From Atty Ken Ditkowsky–no, you cannot tweet in your notice of hearing!

From: kenneth ditkowsky
Sent: Jun 20, 2013 1:55 PM
To: JoAnne M Denison
Subject: Re: Fw: Notice of hearing to be given by mail or in person

JoAnne,
Hindsight is always 100%.    However, sometimes less is more, and an attorney witness has to be treated very carefully.   For instance, as Stern was estranged from reality and he was talking nonsense and saying things that everyone knew or should know – including the IARDC panel – were absurd.
As an example: a subpoena of the Bank as to the contents of a safety deposit box is about as useless as a subpoena directed to the President.    Neither the president has any knowledge of the contents of Gloria’s and Mary’s safety deposit box.    Had he interviewed Gloria or one of the close relatives who actually knew what was in the box, his testimony had meaning.     (As Mary was railroaded into an incompetency proceeding and Stern testified that he could not claim she told him what was in the box).
However, as he was divorced from the facts and was competing for a Nobel prize in fiction, he could have testified that indeed Carolyn had found an inventory in the box. (Which was true)    He then could have testified that he saw it (which may or may not have been true).    He reviewed it (which may or may not be true) and determined that in his opinion there was nothing of value therein.    This statement is a little tricky but has been employed in the elder cleansing (elder abuse/financial exploitation) on a regular basis.    Mr. Stern would then suggest that he had no present recollection of what, if anything, this particular inventory stated, except that he remembered he had seen it.
Oh – you say –  there were gold coins, uncirculated Au double eagles!
Today as I was coming back from Court today, I heard a financial analysis say that Au to him was without value as it could not be ‘spent’ at the grocery store.    The chairman of the hearing panel was not friendly and therefore you would be cut off very quickly and the last word for a panel that could find that three people had knowledge of a fact without any testimony from any of the three people of their knowledge (past, prior, or current) would be left with Adam Stern’s testimony that the inventory list he observed *****.
If as we believe there is a cottage industry in relation to these elder cleansing cases I would not be surprised if Stern/Farenga/Schmiedel did indeed see the inventory and we all parties to the non-inventory of the Au coins.   We cannot prove what Stern remembered or did not remember and it is sure fire certainty that the inventory in the box was destroyed and the copy, if any, in Mary’s papers has been sequestered and destroyed as well.
 This is the reason that we need an investigation by competent law enforcement.    It is a crime to lie to a Federal officer – but you, I and the panel members are not Federal officers.     In a Federal prosecution Farenga/Stern/Schmiedel will have an incentive to be accurate, but, before a friendly fact finder – no way!   Witnesses who have a tendency to be inventive are dangerous.     Lawyers are particularly dangerous when they are caught in a situation that might have serious adverse legal consequences if the truth comes out!    This is the reason these lawyers are spending so much effort to prevent an HONEST complete and comprehensive investigation.
Ken Ditkowsky

From: JoAnne M Denison <jdenison@surfree.com>
To: kenneth ditkowsky <kenditkowsky@yahoo.com>
Sent: Thursday, June 20, 2013 1:03 PM
Subject: Re: Fw: Notice of hearing to be given by mail or in person

read the statutes together.  Mary HAD TO GET WRITTEN NOTICE of time, date and place of hearing because that is on the form Notice of Rights which is required to be served.

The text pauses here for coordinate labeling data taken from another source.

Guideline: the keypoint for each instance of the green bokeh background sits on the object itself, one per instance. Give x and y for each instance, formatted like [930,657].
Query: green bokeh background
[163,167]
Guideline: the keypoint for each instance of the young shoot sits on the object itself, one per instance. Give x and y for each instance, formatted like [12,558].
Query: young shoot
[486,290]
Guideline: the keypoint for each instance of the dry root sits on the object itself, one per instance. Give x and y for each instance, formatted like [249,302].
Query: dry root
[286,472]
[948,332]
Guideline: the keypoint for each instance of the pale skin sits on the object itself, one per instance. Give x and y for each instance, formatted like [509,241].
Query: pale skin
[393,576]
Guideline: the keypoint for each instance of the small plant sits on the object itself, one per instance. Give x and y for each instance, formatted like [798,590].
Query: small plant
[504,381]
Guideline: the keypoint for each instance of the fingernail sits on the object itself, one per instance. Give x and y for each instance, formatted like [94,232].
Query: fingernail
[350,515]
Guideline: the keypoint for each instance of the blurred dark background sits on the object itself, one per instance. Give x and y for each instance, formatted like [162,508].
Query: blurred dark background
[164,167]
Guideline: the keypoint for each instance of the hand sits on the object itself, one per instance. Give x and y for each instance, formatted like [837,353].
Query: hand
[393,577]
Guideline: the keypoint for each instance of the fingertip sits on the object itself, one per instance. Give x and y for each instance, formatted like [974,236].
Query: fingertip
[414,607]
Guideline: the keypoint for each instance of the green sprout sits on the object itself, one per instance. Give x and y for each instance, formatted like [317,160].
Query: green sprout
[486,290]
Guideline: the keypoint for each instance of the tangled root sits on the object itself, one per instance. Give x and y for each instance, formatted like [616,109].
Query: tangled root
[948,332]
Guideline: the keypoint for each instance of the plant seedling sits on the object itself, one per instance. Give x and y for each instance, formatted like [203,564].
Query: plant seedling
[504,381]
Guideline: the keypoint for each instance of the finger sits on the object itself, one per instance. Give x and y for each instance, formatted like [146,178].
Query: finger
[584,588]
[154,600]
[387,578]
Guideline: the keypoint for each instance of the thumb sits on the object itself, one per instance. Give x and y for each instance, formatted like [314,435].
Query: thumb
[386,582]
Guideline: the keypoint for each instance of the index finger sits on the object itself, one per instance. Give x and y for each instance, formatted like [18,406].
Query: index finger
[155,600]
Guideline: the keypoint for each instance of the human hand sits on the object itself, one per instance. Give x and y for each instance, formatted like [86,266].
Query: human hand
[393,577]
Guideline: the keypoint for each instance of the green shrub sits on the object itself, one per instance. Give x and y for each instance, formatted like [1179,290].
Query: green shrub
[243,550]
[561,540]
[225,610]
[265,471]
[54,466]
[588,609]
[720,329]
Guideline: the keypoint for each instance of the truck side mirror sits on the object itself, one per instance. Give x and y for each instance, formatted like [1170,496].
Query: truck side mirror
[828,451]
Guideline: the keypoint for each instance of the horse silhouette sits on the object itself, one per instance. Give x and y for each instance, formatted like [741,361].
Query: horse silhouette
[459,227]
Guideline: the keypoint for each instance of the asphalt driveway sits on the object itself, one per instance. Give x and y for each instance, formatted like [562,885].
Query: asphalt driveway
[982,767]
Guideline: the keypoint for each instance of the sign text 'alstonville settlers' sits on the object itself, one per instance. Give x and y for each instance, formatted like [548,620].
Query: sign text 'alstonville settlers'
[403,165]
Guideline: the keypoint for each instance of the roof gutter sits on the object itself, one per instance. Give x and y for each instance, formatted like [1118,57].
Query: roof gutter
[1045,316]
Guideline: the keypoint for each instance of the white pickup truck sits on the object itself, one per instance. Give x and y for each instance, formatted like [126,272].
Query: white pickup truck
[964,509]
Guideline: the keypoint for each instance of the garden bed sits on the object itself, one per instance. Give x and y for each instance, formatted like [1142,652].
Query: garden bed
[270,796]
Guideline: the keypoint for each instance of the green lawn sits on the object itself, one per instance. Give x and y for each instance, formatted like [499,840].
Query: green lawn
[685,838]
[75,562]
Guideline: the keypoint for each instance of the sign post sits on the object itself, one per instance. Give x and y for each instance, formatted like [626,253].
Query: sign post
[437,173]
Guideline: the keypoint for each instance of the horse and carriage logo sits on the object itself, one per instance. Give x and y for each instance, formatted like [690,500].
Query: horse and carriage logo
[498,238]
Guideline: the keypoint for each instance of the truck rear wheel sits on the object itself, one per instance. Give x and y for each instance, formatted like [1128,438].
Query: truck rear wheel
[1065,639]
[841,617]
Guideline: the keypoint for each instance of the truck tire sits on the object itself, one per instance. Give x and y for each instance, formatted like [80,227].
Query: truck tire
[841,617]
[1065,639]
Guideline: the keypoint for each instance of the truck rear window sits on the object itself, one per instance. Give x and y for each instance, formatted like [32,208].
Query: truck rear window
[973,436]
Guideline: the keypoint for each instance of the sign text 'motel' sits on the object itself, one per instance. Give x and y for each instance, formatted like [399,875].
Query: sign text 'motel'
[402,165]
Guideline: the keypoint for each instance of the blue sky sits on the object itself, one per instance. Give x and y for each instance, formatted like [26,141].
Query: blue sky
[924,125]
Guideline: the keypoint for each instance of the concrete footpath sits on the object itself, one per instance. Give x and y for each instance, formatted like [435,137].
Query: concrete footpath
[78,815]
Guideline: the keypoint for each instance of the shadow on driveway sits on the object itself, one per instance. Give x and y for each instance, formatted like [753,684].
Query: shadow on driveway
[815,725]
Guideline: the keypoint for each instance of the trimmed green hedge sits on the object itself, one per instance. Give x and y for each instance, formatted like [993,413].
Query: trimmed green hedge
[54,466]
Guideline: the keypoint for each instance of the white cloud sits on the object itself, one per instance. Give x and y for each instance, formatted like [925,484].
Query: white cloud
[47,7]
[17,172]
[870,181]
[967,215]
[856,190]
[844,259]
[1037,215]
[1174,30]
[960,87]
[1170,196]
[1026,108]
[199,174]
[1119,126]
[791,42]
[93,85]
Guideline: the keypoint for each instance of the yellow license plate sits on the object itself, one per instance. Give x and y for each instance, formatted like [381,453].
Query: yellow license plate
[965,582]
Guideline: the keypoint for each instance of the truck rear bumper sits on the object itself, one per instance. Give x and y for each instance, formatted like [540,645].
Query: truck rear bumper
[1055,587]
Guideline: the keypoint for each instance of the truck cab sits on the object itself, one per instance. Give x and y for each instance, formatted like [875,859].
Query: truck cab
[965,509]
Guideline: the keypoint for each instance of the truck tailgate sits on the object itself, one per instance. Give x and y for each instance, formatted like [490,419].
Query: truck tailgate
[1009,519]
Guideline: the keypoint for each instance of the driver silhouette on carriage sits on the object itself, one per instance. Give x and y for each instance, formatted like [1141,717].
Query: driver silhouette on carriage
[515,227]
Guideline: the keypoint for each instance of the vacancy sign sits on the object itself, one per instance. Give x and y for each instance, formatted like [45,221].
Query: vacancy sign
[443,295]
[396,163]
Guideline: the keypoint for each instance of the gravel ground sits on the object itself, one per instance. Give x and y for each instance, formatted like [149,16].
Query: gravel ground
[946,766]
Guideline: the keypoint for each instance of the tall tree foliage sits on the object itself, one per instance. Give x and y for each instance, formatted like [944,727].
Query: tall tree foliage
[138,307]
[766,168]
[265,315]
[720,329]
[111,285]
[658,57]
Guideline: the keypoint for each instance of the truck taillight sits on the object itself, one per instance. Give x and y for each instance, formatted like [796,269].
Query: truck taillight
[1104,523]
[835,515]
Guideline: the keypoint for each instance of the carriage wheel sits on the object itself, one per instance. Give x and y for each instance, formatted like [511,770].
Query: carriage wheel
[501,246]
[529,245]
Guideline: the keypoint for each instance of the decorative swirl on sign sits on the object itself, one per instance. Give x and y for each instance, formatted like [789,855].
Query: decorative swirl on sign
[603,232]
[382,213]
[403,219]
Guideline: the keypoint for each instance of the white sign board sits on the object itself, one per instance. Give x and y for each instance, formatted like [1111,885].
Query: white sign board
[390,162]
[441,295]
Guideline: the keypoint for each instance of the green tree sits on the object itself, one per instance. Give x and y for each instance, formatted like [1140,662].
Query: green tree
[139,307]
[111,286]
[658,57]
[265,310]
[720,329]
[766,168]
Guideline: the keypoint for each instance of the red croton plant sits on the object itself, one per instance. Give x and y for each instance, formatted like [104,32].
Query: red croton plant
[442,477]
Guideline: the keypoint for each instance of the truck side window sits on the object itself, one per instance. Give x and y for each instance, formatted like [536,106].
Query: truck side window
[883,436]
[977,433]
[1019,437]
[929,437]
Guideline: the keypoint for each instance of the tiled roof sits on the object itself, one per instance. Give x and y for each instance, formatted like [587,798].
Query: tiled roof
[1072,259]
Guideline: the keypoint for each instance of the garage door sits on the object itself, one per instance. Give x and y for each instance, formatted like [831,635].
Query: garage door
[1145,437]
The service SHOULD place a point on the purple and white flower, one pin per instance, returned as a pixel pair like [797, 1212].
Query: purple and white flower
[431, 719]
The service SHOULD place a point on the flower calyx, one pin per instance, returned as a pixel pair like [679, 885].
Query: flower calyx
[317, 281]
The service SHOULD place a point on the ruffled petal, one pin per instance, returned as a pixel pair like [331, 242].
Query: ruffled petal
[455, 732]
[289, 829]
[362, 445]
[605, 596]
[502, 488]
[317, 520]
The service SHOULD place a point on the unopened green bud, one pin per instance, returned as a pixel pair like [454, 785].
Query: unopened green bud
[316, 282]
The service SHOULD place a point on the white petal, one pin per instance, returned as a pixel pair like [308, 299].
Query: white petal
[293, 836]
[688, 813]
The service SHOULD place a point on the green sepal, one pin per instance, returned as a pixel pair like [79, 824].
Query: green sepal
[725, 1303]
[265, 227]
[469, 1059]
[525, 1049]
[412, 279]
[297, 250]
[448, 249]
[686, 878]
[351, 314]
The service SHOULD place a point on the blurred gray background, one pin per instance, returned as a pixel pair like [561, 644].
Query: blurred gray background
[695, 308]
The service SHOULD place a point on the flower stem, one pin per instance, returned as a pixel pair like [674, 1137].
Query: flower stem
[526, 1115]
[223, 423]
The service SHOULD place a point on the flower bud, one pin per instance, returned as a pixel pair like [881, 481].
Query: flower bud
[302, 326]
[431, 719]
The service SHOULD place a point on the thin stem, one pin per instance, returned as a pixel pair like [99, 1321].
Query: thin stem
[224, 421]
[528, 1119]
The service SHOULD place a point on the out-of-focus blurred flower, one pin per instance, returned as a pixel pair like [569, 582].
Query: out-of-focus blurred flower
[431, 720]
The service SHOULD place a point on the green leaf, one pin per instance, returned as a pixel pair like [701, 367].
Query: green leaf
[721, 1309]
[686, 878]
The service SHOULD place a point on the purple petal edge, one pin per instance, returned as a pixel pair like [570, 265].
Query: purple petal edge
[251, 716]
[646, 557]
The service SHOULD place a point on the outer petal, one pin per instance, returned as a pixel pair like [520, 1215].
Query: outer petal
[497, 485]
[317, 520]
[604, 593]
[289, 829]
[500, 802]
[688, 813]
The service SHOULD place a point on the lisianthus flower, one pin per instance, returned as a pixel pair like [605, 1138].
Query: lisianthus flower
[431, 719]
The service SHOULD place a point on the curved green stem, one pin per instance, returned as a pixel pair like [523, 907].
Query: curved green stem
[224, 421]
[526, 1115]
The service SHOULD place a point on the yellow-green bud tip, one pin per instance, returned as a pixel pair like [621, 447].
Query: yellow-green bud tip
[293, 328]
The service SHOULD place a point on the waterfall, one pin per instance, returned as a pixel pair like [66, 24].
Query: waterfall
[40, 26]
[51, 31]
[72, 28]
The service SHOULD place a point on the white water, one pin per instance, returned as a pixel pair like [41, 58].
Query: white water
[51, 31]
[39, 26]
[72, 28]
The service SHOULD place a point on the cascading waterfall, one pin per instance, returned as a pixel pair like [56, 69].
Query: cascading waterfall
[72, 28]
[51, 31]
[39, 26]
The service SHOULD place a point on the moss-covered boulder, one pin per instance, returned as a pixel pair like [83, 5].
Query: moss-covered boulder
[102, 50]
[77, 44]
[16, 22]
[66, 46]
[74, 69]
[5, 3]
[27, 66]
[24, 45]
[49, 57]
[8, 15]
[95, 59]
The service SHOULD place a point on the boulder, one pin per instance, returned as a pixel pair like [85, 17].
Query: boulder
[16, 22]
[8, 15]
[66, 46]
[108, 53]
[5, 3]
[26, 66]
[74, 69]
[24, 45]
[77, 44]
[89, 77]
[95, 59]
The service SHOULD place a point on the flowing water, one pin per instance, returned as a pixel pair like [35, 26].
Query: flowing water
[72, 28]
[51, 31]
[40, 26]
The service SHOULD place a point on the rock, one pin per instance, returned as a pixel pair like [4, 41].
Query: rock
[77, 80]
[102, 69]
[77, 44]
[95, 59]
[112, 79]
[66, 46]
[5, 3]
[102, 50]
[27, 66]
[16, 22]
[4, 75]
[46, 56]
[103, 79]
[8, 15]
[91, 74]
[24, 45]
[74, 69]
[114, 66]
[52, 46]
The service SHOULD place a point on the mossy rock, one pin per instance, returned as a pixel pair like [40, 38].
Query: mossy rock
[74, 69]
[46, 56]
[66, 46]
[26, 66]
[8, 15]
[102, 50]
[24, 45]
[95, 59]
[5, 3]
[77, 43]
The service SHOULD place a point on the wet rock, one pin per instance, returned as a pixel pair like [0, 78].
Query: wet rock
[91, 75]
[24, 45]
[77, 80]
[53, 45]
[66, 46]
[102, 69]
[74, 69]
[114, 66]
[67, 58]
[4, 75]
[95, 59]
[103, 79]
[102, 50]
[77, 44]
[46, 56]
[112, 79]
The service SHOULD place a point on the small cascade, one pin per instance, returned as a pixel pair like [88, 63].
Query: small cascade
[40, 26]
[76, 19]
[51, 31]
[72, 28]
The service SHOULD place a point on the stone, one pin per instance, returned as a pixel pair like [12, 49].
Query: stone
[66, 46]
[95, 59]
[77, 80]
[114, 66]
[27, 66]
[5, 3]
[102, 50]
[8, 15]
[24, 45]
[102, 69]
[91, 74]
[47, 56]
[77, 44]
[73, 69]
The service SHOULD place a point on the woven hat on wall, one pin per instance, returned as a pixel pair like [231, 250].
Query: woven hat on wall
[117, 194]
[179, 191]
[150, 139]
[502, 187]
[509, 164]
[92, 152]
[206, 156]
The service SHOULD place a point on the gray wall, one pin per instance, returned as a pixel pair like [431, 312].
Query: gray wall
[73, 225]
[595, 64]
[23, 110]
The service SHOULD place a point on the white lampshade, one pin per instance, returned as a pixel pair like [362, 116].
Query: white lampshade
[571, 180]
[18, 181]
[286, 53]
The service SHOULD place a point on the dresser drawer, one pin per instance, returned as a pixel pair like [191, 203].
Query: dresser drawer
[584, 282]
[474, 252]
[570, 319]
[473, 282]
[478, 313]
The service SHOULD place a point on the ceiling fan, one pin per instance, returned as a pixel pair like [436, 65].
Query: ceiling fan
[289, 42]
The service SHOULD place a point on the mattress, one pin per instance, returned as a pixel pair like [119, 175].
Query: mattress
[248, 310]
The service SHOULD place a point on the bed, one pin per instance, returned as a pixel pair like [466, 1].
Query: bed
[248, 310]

I agree with the TRO.  But when the hearing must be14 days out, PHONE NOTICE DOES NOT NEED TO BE GIVEN.  There is a procedure for a temp guardianship.

Plus everything served must have a certificate of service filed with it.

I do NOT agree that the Ct of Appeals OR SCOI would agree that oral notice to relatives would suffice.  Plus, the oral notice would have to be “in person” which is NOT a phone conversation.  In person means someone is standing right there saying it.

Singing telegram, do you think that’s was AS was thinking about on the stand.

And in our world, where the tribunal refuses to even allow Google sharing for document discovery, it would be most interesting for AS to say it is okay to phone it in, Skype it, email it, fax it or even tweet it.  That aint’ gonna happen.

His testimony was pure and utter BS and I would have ripped it apart.